Brahim Ghali avertit Trump : aucune médiation crédible en s’alignant sur le Maroc

Brahim Ghali avertit Trump

Dans deux entretiens accordés à Europa Press, le président sahraoui rappelle que ni l’autonomie marocaine ni la nationalité espagnole ne peuvent remplacer le droit du peuple du Sahara Occidental à décider librement de son avenir.

Brahim Ghali estime que les efforts engagés par l’administration de Donald Trump ont peu de chances d’aboutir tant que Washington restera aligné sur les positions marocaines. Pour le président de la République sahraouie, une médiation ne peut être crédible si elle place au centre le plan d’autonomie de Rabat au lieu du droit à l’autodétermination.

Le dirigeant sahraoui rappelle que le Sahara Occidental n’est pas une question territoriale susceptible d’être réglée par un arrangement entre puissances. Il s’agit d’un territoire non autonome dont le processus de décolonisation demeure inachevé. Toute négociation qui écarte cette réalité juridique est, selon lui, « condamnée à échouer », car le Front Polisario ne renoncera ni à l’autodétermination ni à l’indépendance.

Ghali met également en garde contre la volonté américaine de donner une visibilité politique à des interlocuteurs alternatifs, après la rencontre entre l’ambassadeur des États-Unis auprès de l’ONU, Mike Waltz, et le Mouvement sahraoui pour la paix.

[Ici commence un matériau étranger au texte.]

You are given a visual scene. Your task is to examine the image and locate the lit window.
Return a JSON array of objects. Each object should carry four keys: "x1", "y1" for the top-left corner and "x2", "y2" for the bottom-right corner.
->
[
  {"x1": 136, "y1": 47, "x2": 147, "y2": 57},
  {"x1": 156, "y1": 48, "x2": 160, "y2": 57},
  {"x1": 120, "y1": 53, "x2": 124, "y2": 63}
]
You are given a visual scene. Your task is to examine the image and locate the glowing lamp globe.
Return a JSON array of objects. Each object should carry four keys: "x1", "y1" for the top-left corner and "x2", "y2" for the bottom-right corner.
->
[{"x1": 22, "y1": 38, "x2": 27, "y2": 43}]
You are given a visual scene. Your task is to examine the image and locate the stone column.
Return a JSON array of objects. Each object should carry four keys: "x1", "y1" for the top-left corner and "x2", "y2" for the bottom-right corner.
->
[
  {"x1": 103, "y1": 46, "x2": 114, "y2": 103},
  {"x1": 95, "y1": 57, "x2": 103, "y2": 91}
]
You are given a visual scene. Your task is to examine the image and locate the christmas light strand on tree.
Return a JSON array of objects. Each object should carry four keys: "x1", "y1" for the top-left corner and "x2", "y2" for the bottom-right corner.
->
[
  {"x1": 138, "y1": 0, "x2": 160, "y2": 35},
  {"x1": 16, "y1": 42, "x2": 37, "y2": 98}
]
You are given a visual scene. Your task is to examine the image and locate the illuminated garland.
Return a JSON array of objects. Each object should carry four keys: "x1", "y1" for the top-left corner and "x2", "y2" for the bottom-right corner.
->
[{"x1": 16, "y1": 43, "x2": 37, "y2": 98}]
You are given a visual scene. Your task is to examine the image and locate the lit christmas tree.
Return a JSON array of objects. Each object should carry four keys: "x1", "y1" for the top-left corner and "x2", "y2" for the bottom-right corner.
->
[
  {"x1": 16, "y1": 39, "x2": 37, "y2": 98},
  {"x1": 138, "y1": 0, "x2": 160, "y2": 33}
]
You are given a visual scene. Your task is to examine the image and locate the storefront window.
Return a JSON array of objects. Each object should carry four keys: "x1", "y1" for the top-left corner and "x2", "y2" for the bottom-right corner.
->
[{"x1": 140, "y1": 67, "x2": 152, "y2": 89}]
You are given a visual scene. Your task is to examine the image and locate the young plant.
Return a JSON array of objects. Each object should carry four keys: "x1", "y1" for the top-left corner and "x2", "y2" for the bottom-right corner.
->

Il réaffirme que le Front Polisario demeure le représentant légitime du peuple sahraoui et l’interlocuteur du processus politique conduit sous l’égide des Nations Unies.

Dans un autre entretien publié la veille, Brahim Ghali s’est montré favorable à la proposition de loi visant à accorder la nationalité espagnole aux Sahraouis nés lorsque le territoire était administré par l’Espagne. Il considère que cette mesure peut soulager une partie des difficultés subies par les familles sahraouies après cinquante années d’exil et d’occupation.

Il prévient toutefois que cette initiative ne doit pas « éclipser l’objectif final ». Ce que le peuple sahraoui attend de l’Espagne n’est pas seulement une réparation individuelle, mais une contribution décisive à l’exercice effectif de son droit à l’autodétermination et à l’indépendance. Ghali rappelle également que les relations avec le gouvernement espagnol restent rompues depuis le soutien apporté par Pedro Sánchez au plan marocain en mars 2022.

Le message adressé à Washington comme à Madrid est donc le même : aucune mesure humanitaire, aucune manœuvre diplomatique et aucun plan d’autonomie ne peuvent remplacer la décision libre du peuple sahraoui. Trump peut encore contribuer à une solution, affirme Ghali, mais seulement s’il revient au droit international et cesse de considérer la souveraineté marocaine comme un résultat déjà acquis.

Source : entretiens de Brahim Ghali accordés à Europa Press les 28 et 29 juillet 2026.